Lors d’un point de presse à Sagne, les populations impactées ont vivement fustigé l’attitude du maire, qu’elles accusent d’être à l’origine de cette manœuvre.
Le projet de pôle urbain porte sur une superficie de 555 ha qui pourrait impacter huit villages à terme.
Dans sa déclaration, le coordonnateur du collectif, Gilbert Waly Ndiaye, a dénoncé une initiative qu’il juge imposée aux autochtones sans concertation préalable.
Les populations rejettent avec véhémence ce qu’elles qualifient de « machinations » du maire de Niakhar, Ama Codou Sène, et de la Direction des pôles urbains qui, en contradiction avec les principes de bonne gouvernance, tentent d’imposer un projet déjà rejeté.
Dans le même élan, elles regrettent le manque de transparence ainsi que la non-prise en compte de leurs préoccupations, alors qu’elles sont les premières concernées.
« Ce manque de transparence est d’autant plus flagrant qu’aucune étude d’impact environnemental n’a jamais été présentée ni aux populations locales ni au collectif », a déploré le coordonnateur.
«Nous réprouvons cette approche profondément choquante qui réduit les terres que nous cultivons à de simples réserves foncières, alors qu’elles constituent le fondement de notre survie économique, de notre cohésion sociale et de notre identité culturelle », a-t-il ajouté.
Monsieur Ndiaye s’insurge ainsi contre ce qu’il qualifie de forcing de la part des autorités communales et du représentant de la direction des pôles urbains.
« Les terres agricoles ne sont ni à vendre, ni à céder sous la contrainte, ni à sacrifier sur l’autel d’un développement imposé et déconnecté des réalités locales. Elles constituent un patrimoine, une richesse et une histoire. Elles nourrissent les populations à travers les exploitations agricoles familiales et l’élevage », a-t-il martelé.
Le collectif exige ainsi l’arrêt immédiat de toutes les initiatives visant à imposer ce projet ainsi que la suspension de toutes les procédures liées à l’affectation de 555 ha.

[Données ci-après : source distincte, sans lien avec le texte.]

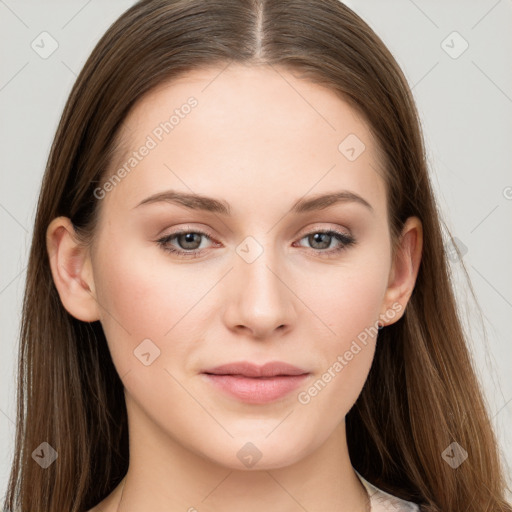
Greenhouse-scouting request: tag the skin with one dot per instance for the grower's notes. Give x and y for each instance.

De son côté, Ousmane Diouf, membre du collectif, interpelle le président de la République et le Premier ministre, rappelant l’importance qu’ils accordent à l’agriculture. Se référant au précédent de Ndingler, il déclare : « Nous vivons la même réalité. Le chef de l’État doit venir à notre chevet, comme il l’avait fait à l’époque pour Ndingler.»
Le collectif rassemble les villages de Sagne, Mbafaye, Nianiane, Mboudaye, Mbane,Nguess, Diemou et Ngodaguene.
Arborant des brassards rouges, les impactés réitèrent leur engagement ferme à défendre leur territoire par tous les moyens légaux et légitimes.